Justin Trudeau, un danger pour le fédéralisme
L’étourdissante tournée prébudgétaire de Justin Trudeau, si ce dernier était un chanteur rock, pourrait s’intituler « Les invasions barbares ».
Tous les jours d’ici la présentation de son budget le 16 avril, le chef libéral entend annoncer des milliards de dollars (à crédit !) qu’il promet de déverser sur des problèmes ne relevant aucunement de sa compétence : nourriture pour les enfants à l’école, habitation, etc.
Les vannes sont ouvertes comme jamais. Ça en devient grossier.
FÉDÉRALISME QUÉBÉCOIS
Il y a là violation d’un principe constitutionnel canadien fondamental : le partage des pouvoirs. Ce même partage (quel palier est responsable de quoi dans le dominion) n’est pas toujours très clair, ayant été établi en 1867.
Certains domaines, comme la santé et l’éducation, constituent toutefois des compétences explicitement exclusives des provinces.
Dans le ROC (rest of Canada), on dirait qu’en général, on s’en fout. Peu importe les textes constitutionnels, Ottawa est considéré comme le gouvernement « national » à qui il revient de trouver des solutions aux problèmes de la nation.
Pour une majorité de Québécois, le gouvernement national est à Québec. D’où l’attachement de tous les partis (à part peut-être QS) à ce principe fédératif voulant que chaque palier doive agir dans ses compétences particulières.
En 2015, Justin Trudeau ne promettait pas autre chose, dans une lettre au PM d’alors, Philippe Couillard : « Les défis auxquels nous faisons face ne peuvent être résolus uniquement à partir d’Ottawa. Ils exigent […] une vision fédérale qui respecte les compétences du Québec et de toutes les provinces ».
ABUS DE DÉPENSES
Neuf ans plus tard, Justin Trudeau, dans l’espoir de rester au pouvoir, viole allègrement sa promesse et abuse du « pouvoir de dépenser » qu’Ottawa considère comme « illimité ».
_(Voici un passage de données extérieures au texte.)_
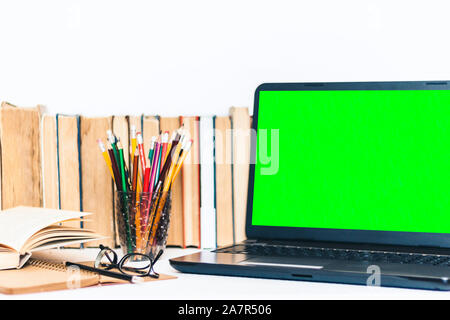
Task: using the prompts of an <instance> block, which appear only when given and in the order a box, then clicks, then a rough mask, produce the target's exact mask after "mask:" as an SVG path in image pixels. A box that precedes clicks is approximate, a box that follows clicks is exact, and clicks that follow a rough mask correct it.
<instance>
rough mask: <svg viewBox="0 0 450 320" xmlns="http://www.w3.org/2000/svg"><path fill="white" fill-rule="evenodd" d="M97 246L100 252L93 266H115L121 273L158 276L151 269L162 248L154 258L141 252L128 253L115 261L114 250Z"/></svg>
mask: <svg viewBox="0 0 450 320" xmlns="http://www.w3.org/2000/svg"><path fill="white" fill-rule="evenodd" d="M99 248H100V252H99V254H98V255H97V258H96V259H95V263H94V267H95V268H99V269H105V270H110V269H113V268H116V269H119V271H120V272H122V273H123V274H127V275H131V276H138V277H146V276H149V277H152V278H159V274H158V273H156V272H155V271H154V270H153V266H154V265H155V263H156V262H157V261H158V259H159V258H160V257H161V255H162V253H163V250H160V251H159V252H158V254H157V255H156V256H155V259H151V258H150V256H148V255H146V254H142V253H128V254H126V255H124V256H123V257H122V259H120V260H119V261H117V260H118V256H117V253H116V252H115V251H114V250H112V249H111V248H108V247H105V246H103V245H100V246H99Z"/></svg>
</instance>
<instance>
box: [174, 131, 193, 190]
mask: <svg viewBox="0 0 450 320" xmlns="http://www.w3.org/2000/svg"><path fill="white" fill-rule="evenodd" d="M192 143H193V140H192V139H191V140H189V141H188V142H187V143H186V146H185V147H184V148H183V149H182V151H183V153H182V154H181V157H180V159H179V160H178V163H177V166H176V168H175V173H174V174H173V178H172V180H171V181H170V183H171V184H172V183H173V181H175V179H176V178H177V175H178V172H180V169H181V166H182V165H183V162H184V159H186V157H187V155H188V153H189V150H190V149H191V146H192Z"/></svg>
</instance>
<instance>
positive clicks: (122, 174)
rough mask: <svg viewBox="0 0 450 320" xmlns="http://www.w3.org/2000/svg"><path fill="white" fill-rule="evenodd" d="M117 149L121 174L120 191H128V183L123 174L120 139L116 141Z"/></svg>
mask: <svg viewBox="0 0 450 320" xmlns="http://www.w3.org/2000/svg"><path fill="white" fill-rule="evenodd" d="M117 144H118V145H117V149H118V151H119V159H120V174H121V176H122V191H123V192H127V191H128V184H127V178H126V175H125V161H124V159H123V148H122V144H121V143H120V141H118V143H117Z"/></svg>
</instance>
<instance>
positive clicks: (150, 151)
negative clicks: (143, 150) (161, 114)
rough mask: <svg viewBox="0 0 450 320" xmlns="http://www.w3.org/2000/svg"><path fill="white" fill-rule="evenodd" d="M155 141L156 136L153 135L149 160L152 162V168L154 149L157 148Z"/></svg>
mask: <svg viewBox="0 0 450 320" xmlns="http://www.w3.org/2000/svg"><path fill="white" fill-rule="evenodd" d="M155 142H156V137H155V136H153V137H152V142H150V150H149V151H148V161H149V162H150V168H151V167H152V161H153V151H154V149H155Z"/></svg>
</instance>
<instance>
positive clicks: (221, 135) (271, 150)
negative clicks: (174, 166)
mask: <svg viewBox="0 0 450 320" xmlns="http://www.w3.org/2000/svg"><path fill="white" fill-rule="evenodd" d="M209 130H211V129H209ZM200 131H201V132H200V135H201V136H202V137H204V136H207V137H211V138H212V139H213V142H214V162H215V164H216V165H221V164H232V165H235V166H239V165H249V164H256V165H257V169H258V170H259V172H256V173H257V174H261V175H274V174H277V173H278V170H279V168H280V130H279V129H258V133H256V130H254V129H227V130H218V129H213V131H212V132H204V131H202V130H200ZM186 134H187V139H190V137H189V132H186ZM257 134H258V136H257ZM201 159H202V157H195V156H193V155H192V154H190V155H188V157H187V158H186V160H185V163H188V164H189V163H190V164H202V165H205V163H201V162H202V160H201ZM206 159H208V158H206ZM206 165H207V164H206Z"/></svg>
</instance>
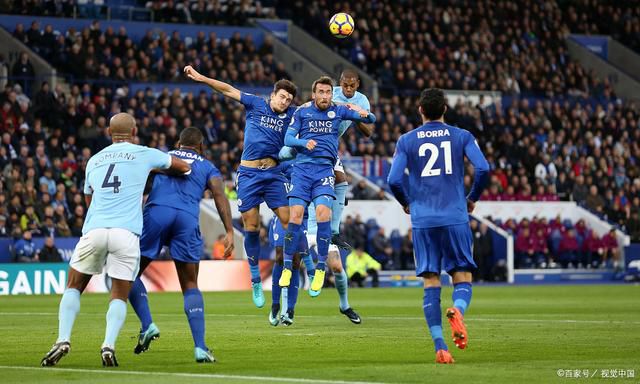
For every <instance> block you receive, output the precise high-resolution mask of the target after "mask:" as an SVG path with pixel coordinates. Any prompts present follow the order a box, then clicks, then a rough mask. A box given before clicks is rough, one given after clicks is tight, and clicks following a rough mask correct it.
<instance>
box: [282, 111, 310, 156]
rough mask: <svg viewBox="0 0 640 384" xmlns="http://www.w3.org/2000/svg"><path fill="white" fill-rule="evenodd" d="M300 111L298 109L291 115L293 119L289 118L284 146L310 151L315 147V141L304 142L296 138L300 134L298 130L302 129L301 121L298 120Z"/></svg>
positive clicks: (307, 141)
mask: <svg viewBox="0 0 640 384" xmlns="http://www.w3.org/2000/svg"><path fill="white" fill-rule="evenodd" d="M300 110H301V108H298V109H297V110H296V112H295V113H294V114H293V117H292V118H291V123H289V128H288V129H287V133H286V135H285V136H284V145H286V146H287V147H299V148H306V149H308V150H310V151H312V150H313V148H315V147H316V141H315V140H305V139H299V138H298V137H297V136H298V133H299V132H300V128H302V120H301V119H300V115H301V113H300Z"/></svg>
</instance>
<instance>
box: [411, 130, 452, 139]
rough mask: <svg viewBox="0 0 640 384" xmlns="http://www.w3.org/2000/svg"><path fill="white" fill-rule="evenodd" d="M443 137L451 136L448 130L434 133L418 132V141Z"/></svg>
mask: <svg viewBox="0 0 640 384" xmlns="http://www.w3.org/2000/svg"><path fill="white" fill-rule="evenodd" d="M444 136H451V134H449V130H448V129H438V130H435V131H418V139H424V138H428V137H444Z"/></svg>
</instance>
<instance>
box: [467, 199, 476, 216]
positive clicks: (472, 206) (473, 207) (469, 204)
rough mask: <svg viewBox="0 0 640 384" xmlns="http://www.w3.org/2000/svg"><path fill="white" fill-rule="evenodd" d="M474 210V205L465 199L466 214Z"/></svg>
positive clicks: (475, 207)
mask: <svg viewBox="0 0 640 384" xmlns="http://www.w3.org/2000/svg"><path fill="white" fill-rule="evenodd" d="M475 208H476V203H474V202H473V201H471V200H469V199H467V212H468V213H471V212H473V210H474V209H475Z"/></svg>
Pendant ce temps, ses compétences les plus claires sont-elles suffisamment financées ? Frontières, armées, réglementation des communications, etc. Poser la question…
Trudeau père aussi, à la tête de l’État fédéral, abusa du pouvoir fédéral de dépenser. Il l’avait pourtant dénoncé, en 1957, avant d’entrer en politique : « Aucun gouvernement n’a — pour cette partie du bien commun qui ne relève pas de lui — un droit de regard sur l’administration des autres », écrivait-il dans un rare appui à Duplessis qui pourfendait « les octrois fédéraux aux universités ».
Stephen Harper avait promis en 2005 de circonscrire ce pouvoir démesuré qui, selon ses propres mots, avait « donné naissance à un fédéralisme dominateur […] paternaliste » devenu « une menace sérieuse pour l’avenir de notre fédération » ! Il échouera.
Par son discours et ses projets en logement, Pierre Poilievre semble bien loin de la philosophie fédéraliste de son prédécesseur.
RENVOI
Qu’est-ce que Québec peut faire devant cette spirale de « défédéralisation » du Canada ? (Un terme employé par le spécialiste du « pouvoir de dépenser », le juriste Marc-André Turcotte.)
Devrait-il poser officiellement (Turcotte le suggère dans un livre) la question suivante à la Cour d’appel : « Est-ce qu’un pouvoir fédéral de dépenser est compatible avec la nature fédérative de l’ordre constitutionnel canadien ? »
Risqué, assurément, compte tenu du fait que le fédéral nomme les juges. Mais c’est peut-être un beau risque.